Aeronautical Knowledge

Once you have done your first CAP powered orientation flight, you are eligible for the EAA Young Eagles program which provides free access to the Sporty’s Learn to Fly course ($299 value) and also pays for your knowledge test once you pass it ($175 value). You don’t need to use the Sporty’s course, but since it is free to you it’s certainly worth starting with. See the Young Eagles Flight Plan for all the benefits.

You will need an endorsement to take the knowledge test and you can get that after completing the Sporty’s course. The test is results are valid for 24 months, so plan to complete your flight training and take your check ride before it expires. See the FAA Airman Testing page for more background and to schedule the test.

After you have done your first CAP glider orientation flight, you are eligible for free membership in the Soaring Society of America. Your EAA membership also provides free access to a glider training bundle.

There are also free FAA handbooks available for download.

Flight Training


Assuming you do it in CAP, powered flight training (after the flight academy if you do that) would be done from your local airport in a Cessna 172. The one we have in Lebanon was new in 2019 and is a great aircraft. As of March 2024, the cost you would pay is around $125 per hour for the aircraft. CAP instructors are volunteers and do not charge a fee which would normally be $40-60 per hour in addition to the aircraft.

In the Lebanon area, the only non CAP option is the Upper Valley Flying Club.

There are lots of different approaches to fight training and your instructor may well have suggestions, but unless you have a preference, a good place to start is to follow the Sporty’s syllabus which fits nicely with their learn to fly course.


Glider flight training (after the flight academy if you do that) would be at your local glider port, typically in an L-23 Super Blanik or a Schweizer SGS 2-33. In the Upper Valley area, you would fly out of the Springfield airport. You could do this with CAP or with the New England Soaring Association. In either case, the instructors are volunteers and don’t charge a fee. The cost per flight in CAP as of summer 2023 is $10 for the glider plus $10 per thousand feet for the tow plane.

In the Upper Valley area, the gliding season runs from April through October. If you do your training in CAP, you will likely need to do it during the week since our resources are typically dedicated to orientation flights on the weekends.



At $125 per hour, the minimum you’d pay is about $5,000 plus about $800-1,000 for the check ride. That would be the bare minimum of 40 hours plus a couple hours for the check ride. However, as I mentioned earlier, it is usually more like 60+ hours which would be another $2-3,000 so you are realistically looking at a total cost of between $8-9,000 all up, possibly more.

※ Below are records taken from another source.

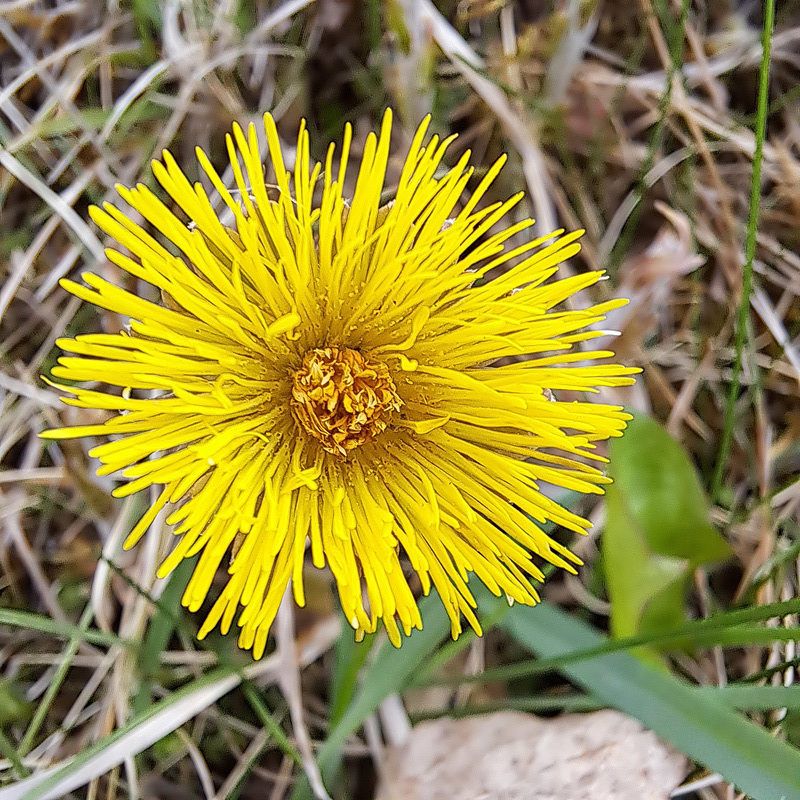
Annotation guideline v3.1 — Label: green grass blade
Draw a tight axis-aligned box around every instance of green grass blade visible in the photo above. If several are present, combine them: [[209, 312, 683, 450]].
[[294, 595, 450, 800], [711, 0, 775, 502], [503, 603, 800, 800]]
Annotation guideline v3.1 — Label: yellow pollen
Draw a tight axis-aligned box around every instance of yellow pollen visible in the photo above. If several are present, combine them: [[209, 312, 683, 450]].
[[292, 347, 402, 456]]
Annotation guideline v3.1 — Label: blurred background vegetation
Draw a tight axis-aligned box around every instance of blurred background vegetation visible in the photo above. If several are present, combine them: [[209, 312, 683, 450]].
[[0, 0, 800, 800]]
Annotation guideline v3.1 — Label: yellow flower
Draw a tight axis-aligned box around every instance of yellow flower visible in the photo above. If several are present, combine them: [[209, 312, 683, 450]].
[[44, 112, 635, 657]]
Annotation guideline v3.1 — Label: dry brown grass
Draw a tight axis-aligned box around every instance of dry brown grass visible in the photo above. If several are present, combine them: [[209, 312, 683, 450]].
[[0, 0, 800, 798]]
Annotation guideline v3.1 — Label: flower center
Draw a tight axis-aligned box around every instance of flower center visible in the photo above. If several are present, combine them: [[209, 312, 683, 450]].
[[292, 347, 402, 456]]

It’s a little difficult to quantify the cost for glider training since it is largely driven by the tow cost. The longer your flights, the less you’ll pay, but you typically need at least 15 flights before solo and then enough for 2 more hours of solo flights. Unless you get good lift (and know how to work it), most flights to 3,000 feet last about 20 minutes. At a minimum you are probably looking at around $2,000 plus about $800-1,000 for the check ride. Realistically, the total cost is likely to be more like $4-5,000 all up, possibly more if you don’t get it done in one gliding season.


Fortunately, there are a number of scholarships available. Some scholarship resources (there may be others if you search for something like aviation scholarships):

Cadet Wings opens 1 July and would pick up post solo (which you usually get to with about 15-25 flight hours for powered or after 15-25 flights in a glider). The earlier you apply to this program the better your chances of getting it, so getting to solo by that time would be a good goal. They will pay for everything post solo including the check ride.